J. S. Bach
The French Suites
Keith Jarrett harpsichord
Recorded September 1991, Cavelight Studio, New Jersey
Engineer: Peter Laenger
Produced by Manfred Eicher
Johann Sebastian Bach composed his so-called French Suites between 1722 and 1725 while still Kappelmeister to Prince Leopold. Although the title was a later addition and has nothing to do with its content (it is, if anything, Italian in form and convention), it does lend the collection a certain categorical charm. The first three suites are in minor keys, while the latter three are in major, leaving an invisible division to be drawn at their center. This does, in effect, create an open circle toward which one may bend an attentive ear at any point and still feel immersed in the suites’ totality.
As with his other Bach recordings for ECM, Keith Jarrett shows himself to be more than comfortable at the harpsichord, threading as he does a distinctive legato pacing into that instrument’s penchant for separation.

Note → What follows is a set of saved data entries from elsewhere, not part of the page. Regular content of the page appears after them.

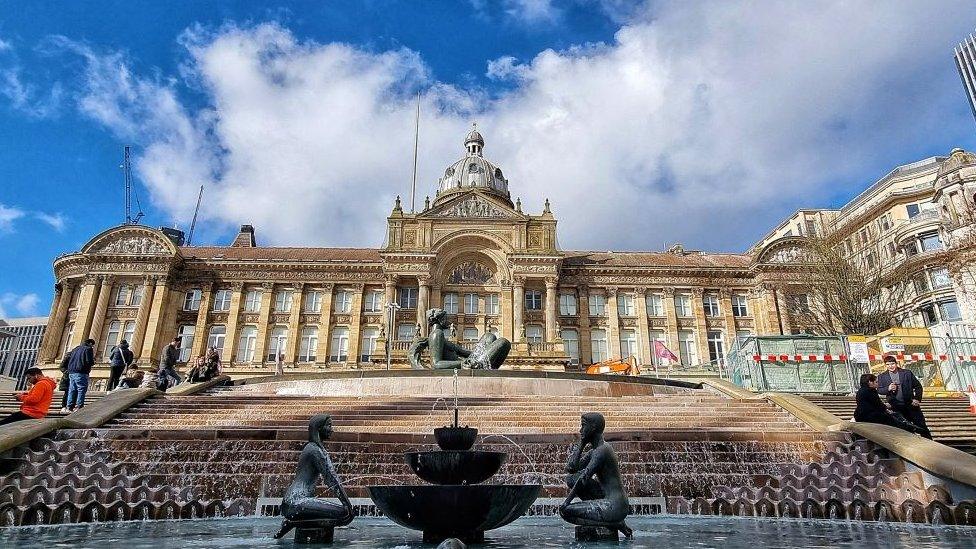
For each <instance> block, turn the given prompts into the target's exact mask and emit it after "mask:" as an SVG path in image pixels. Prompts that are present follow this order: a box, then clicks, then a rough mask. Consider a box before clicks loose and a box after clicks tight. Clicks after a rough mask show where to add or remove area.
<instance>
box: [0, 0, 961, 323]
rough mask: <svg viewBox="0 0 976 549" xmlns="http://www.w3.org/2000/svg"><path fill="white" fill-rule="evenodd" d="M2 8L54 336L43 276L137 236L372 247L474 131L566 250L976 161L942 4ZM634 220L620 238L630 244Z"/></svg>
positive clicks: (13, 82) (0, 38)
mask: <svg viewBox="0 0 976 549" xmlns="http://www.w3.org/2000/svg"><path fill="white" fill-rule="evenodd" d="M809 4H810V3H801V2H797V3H790V2H778V3H768V2H739V3H735V2H651V3H641V2H633V3H631V2H626V1H622V0H608V1H604V2H600V1H597V0H592V1H591V0H574V1H570V2H565V3H557V2H548V1H545V0H500V1H497V2H490V1H487V0H478V1H472V2H463V1H460V0H459V1H449V2H448V1H444V2H411V3H405V2H391V1H369V2H293V3H281V4H273V3H271V2H223V3H222V2H131V1H129V2H105V1H100V2H20V1H7V0H0V264H2V265H3V268H2V269H0V316H4V315H6V316H24V315H32V314H46V313H47V310H48V308H49V303H50V298H51V286H52V284H53V280H52V274H51V261H52V259H53V258H54V257H56V256H57V255H58V254H61V253H65V252H70V251H74V250H77V249H78V248H80V247H81V246H82V245H83V244H84V243H85V242H86V241H87V240H88V239H89V238H90V237H91V236H93V235H94V234H97V233H98V232H100V231H101V230H104V229H105V228H108V227H110V226H113V225H115V224H117V223H119V222H120V221H121V220H122V217H123V210H122V175H121V172H120V171H119V169H118V165H119V163H120V160H121V150H122V146H123V144H130V145H132V146H133V150H134V154H135V159H134V160H135V175H136V182H137V192H138V195H139V197H140V198H141V201H142V204H143V208H144V210H145V211H146V214H147V215H146V217H145V219H144V223H146V224H149V225H153V226H159V225H164V224H165V225H174V224H175V225H179V226H182V227H186V226H188V224H189V219H190V216H191V215H192V209H193V203H194V201H195V198H196V189H197V188H198V187H199V185H201V184H204V185H206V187H207V191H206V194H205V200H204V206H203V208H202V216H201V221H200V224H199V227H198V232H197V235H196V237H195V240H196V242H197V243H199V244H203V243H225V242H228V241H229V239H230V238H231V237H232V235H233V234H234V233H235V232H236V228H237V226H239V225H240V224H242V223H252V224H254V225H255V226H256V229H257V234H258V239H259V242H260V243H263V244H277V245H288V244H292V245H297V244H304V245H330V246H376V245H379V244H380V243H381V241H382V234H383V230H382V228H383V224H384V218H385V215H386V214H387V213H388V212H389V209H390V206H391V205H392V200H393V197H394V196H395V195H396V194H404V195H405V194H406V193H407V192H408V189H409V180H410V167H411V162H412V151H411V147H412V123H413V105H414V101H415V99H414V97H415V94H417V93H418V92H419V93H420V94H421V97H422V99H421V101H422V105H423V108H422V111H423V122H422V126H421V152H420V172H419V173H420V185H419V187H420V195H421V197H420V199H419V200H418V202H422V197H423V195H424V194H429V193H432V191H433V189H434V188H436V180H437V177H438V175H439V174H440V172H441V171H442V170H443V168H444V167H445V166H447V165H449V164H450V163H451V162H453V161H454V160H455V159H456V158H457V157H458V156H460V154H461V143H460V141H461V138H462V137H463V135H464V133H465V131H466V129H467V127H468V126H469V125H470V123H471V122H472V121H477V122H478V123H479V127H480V128H482V130H483V133H484V134H485V137H486V141H487V145H486V148H485V154H486V156H488V157H489V158H490V159H492V160H493V161H495V162H496V163H498V164H499V165H501V166H502V168H503V169H504V170H505V171H506V175H507V176H508V178H509V180H510V186H511V188H512V191H513V193H514V194H516V195H518V196H521V197H522V199H523V203H524V204H525V206H526V209H527V210H529V211H534V210H541V204H542V202H543V200H544V199H545V198H546V197H550V198H551V199H552V202H553V210H554V212H555V214H556V215H557V217H558V218H559V220H560V244H561V245H562V246H563V247H564V248H566V249H647V250H657V249H661V248H662V247H663V246H664V245H666V244H667V243H673V242H677V241H681V242H683V243H684V244H685V245H686V247H694V248H702V249H706V250H716V251H741V250H744V249H745V248H747V247H748V246H749V245H750V244H751V243H752V242H754V241H755V240H756V239H757V238H759V237H760V236H761V235H762V234H763V233H764V232H765V231H766V230H768V229H770V228H772V227H773V226H775V225H776V224H777V223H778V222H779V221H780V220H781V218H782V217H783V216H785V215H787V214H789V213H790V212H791V211H792V210H794V209H796V208H798V207H827V206H831V205H836V204H841V203H843V202H844V201H846V200H848V199H849V198H850V197H851V196H853V195H856V194H857V193H858V192H860V191H861V190H863V189H864V188H866V187H867V186H868V185H869V184H870V183H871V182H872V181H874V180H875V179H877V178H878V177H880V176H882V175H883V174H884V173H886V172H887V171H889V170H890V169H891V168H893V167H894V166H896V165H898V164H903V163H908V162H913V161H915V160H919V159H921V158H925V157H928V156H932V155H937V154H945V153H947V152H948V151H949V149H951V148H952V147H955V146H961V147H964V148H968V149H973V148H976V143H974V139H973V130H974V129H976V125H974V124H976V123H974V121H973V119H972V116H971V114H970V112H969V108H968V106H967V104H966V102H965V98H964V95H963V92H962V87H961V85H960V83H959V80H958V76H957V75H956V72H955V67H954V66H953V63H952V47H953V45H954V43H956V42H958V41H959V40H960V39H961V38H962V37H963V36H964V35H965V34H967V33H968V32H970V31H971V30H972V29H973V28H974V27H976V6H974V5H973V4H972V3H967V2H958V3H953V2H945V3H944V4H945V5H944V8H943V9H939V10H932V9H929V8H928V7H926V6H925V5H924V3H918V2H905V3H901V2H888V1H886V2H867V1H865V2H858V3H846V2H828V1H825V2H821V3H817V5H816V6H812V5H809ZM620 220H625V221H626V222H625V224H624V227H625V229H624V230H621V223H620Z"/></svg>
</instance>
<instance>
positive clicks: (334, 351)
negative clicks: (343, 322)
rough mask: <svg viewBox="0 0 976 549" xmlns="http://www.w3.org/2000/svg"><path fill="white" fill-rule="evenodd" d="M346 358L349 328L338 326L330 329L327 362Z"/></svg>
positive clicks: (344, 358)
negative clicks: (331, 343) (330, 344)
mask: <svg viewBox="0 0 976 549" xmlns="http://www.w3.org/2000/svg"><path fill="white" fill-rule="evenodd" d="M347 360H349V328H346V327H345V326H338V327H336V328H335V329H333V330H332V345H331V346H330V347H329V362H345V361H347Z"/></svg>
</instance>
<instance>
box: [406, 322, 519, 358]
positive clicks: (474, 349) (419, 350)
mask: <svg viewBox="0 0 976 549" xmlns="http://www.w3.org/2000/svg"><path fill="white" fill-rule="evenodd" d="M427 326H428V327H430V333H429V334H428V335H427V337H426V338H424V337H422V336H420V335H418V336H417V339H415V340H414V342H413V345H411V346H410V351H409V353H408V356H409V357H410V364H411V365H412V366H413V368H414V369H416V370H423V369H425V368H426V367H425V366H424V365H423V363H422V362H421V361H420V355H421V353H422V352H423V350H424V349H429V350H430V358H431V367H432V368H433V369H435V370H450V369H454V370H457V369H461V368H481V369H492V370H497V369H498V368H499V367H500V366H501V365H502V363H503V362H504V361H505V358H506V357H507V356H508V351H509V350H510V349H511V348H512V343H511V342H510V341H508V340H507V339H505V338H504V337H498V336H496V335H495V334H493V333H491V332H488V333H486V334H485V335H484V336H482V337H481V340H479V341H478V344H477V345H475V348H474V350H472V351H468V350H467V349H464V348H463V347H461V346H460V345H458V344H457V343H454V342H453V341H451V340H450V338H449V337H448V335H447V333H448V332H449V330H450V326H451V323H450V322H448V320H447V313H446V312H444V310H443V309H428V310H427Z"/></svg>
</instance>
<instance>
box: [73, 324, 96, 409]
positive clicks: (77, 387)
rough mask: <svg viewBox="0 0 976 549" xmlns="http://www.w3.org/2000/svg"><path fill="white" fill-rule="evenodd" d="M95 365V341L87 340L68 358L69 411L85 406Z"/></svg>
mask: <svg viewBox="0 0 976 549" xmlns="http://www.w3.org/2000/svg"><path fill="white" fill-rule="evenodd" d="M94 365H95V340H94V339H86V340H85V342H84V343H82V344H81V345H79V346H77V347H75V348H74V349H73V350H72V351H71V355H70V356H69V357H68V402H67V404H68V411H69V412H74V411H75V410H80V409H82V408H84V406H85V394H86V393H88V376H89V374H91V369H92V366H94Z"/></svg>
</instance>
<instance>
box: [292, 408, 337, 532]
mask: <svg viewBox="0 0 976 549" xmlns="http://www.w3.org/2000/svg"><path fill="white" fill-rule="evenodd" d="M331 436H332V418H331V417H330V416H329V415H328V414H316V415H314V416H312V419H310V420H309V422H308V442H307V443H306V444H305V447H304V448H303V449H302V453H301V455H299V457H298V467H297V471H296V472H295V479H294V480H293V481H292V483H291V486H289V487H288V490H286V491H285V496H284V498H283V499H282V501H281V515H282V516H283V517H284V520H283V521H282V522H281V530H280V531H279V532H278V533H277V534H275V539H280V538H282V537H283V536H284V535H285V534H287V533H288V531H289V530H291V529H292V528H298V530H296V531H295V542H296V543H323V542H326V543H328V542H331V541H332V531H333V529H334V528H335V527H336V526H345V525H347V524H349V523H350V522H352V518H353V511H352V503H351V502H350V501H349V496H347V495H346V491H345V489H344V488H343V487H342V483H341V482H339V477H338V476H337V475H336V472H335V467H334V466H333V465H332V460H331V459H329V453H328V452H326V450H325V444H324V443H325V441H326V440H328V439H329V437H331ZM320 476H321V477H322V479H323V480H324V481H325V484H326V486H328V487H329V488H330V489H331V490H332V491H333V492H335V494H336V497H338V498H339V501H340V502H341V503H342V505H336V504H334V503H332V502H330V501H328V500H325V499H323V498H316V497H315V485H316V484H317V481H318V478H319V477H320Z"/></svg>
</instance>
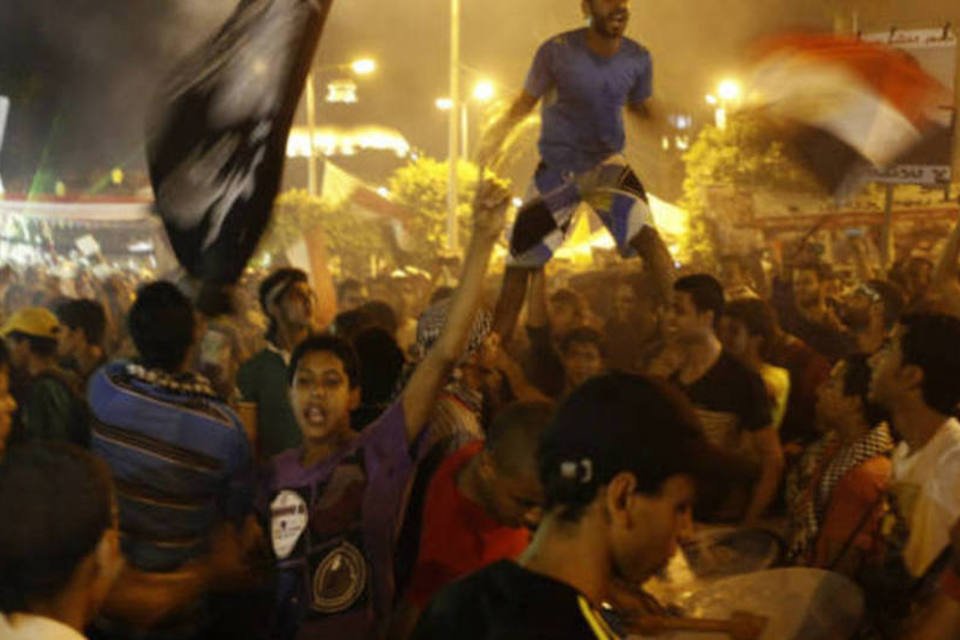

In Jarrett’s hands, the music generally hovers in mid-tempo. He arpeggiates chords beautifully (note, for example, the Courante of Suite No. 1), approaches the more courtly dances (Allemande of Suite No. 2) with explicit grace, and puts plenty of meat on the bones of his trills (Gigue of Suite No. 1, Menuet of Suite No. 3). He also elicits a strikingly rich tone from the instrument’s middle range (Allemandes of Suite Nos. 2 and 3; Polonaise of Suite No. 6), and in others cultivates a gorgeously voluminous sound (Courante of Suite No. 2). Not surprisingly, Jarrett excels in the faster movements, and nowhere more so than in the Gigues (especially those of Suites Nos. 2, 3, and 4), yet the slower movements also convey a great humility. This isn’t merely because of his astounding virtuosity, but also because of his ability to expand the space in which he operates and because ECM highlights this expansion accordingly through attentive recording. Suite No. 4, with its touching Sarabande and luscious Air, provides some of the most varied atmospheres within any one suite. Suite No. 5 is another rich bouquet, its Allemande perhaps the most exquisite moment of the entire set. The Courante is wonderfully syncopated, while the Gavotte delights with its circuitous melody. The Gigue here is one of the album’s brightest highlights, combining a range of techniques in a spirited display of Shepard scale-like denouement. The Courante of Suite No. 6 flies off Jarrett’s fingers with ease, and the stately Gigue of the same brings everything to a masterfully contrapuntal conclusion.
On the whole, Jarrett performs splendidly. His technique is consistent, impassioned, and stripped to its essentials. These works may abound with courtly flair, but they also break from any of the restrictions that the circumstances of their composition might imply into moments of sheer enchantment. These suites are emotional endeavors through and through, and though they may not always be as consistently enthralling as some of Bach’s “heavier” works for keyboard, they duly remind us that it is never simply the artist’s responsibility to render such music captivating, but also ours as listeners to realize that not all music has to be in order to work its way into our hearts.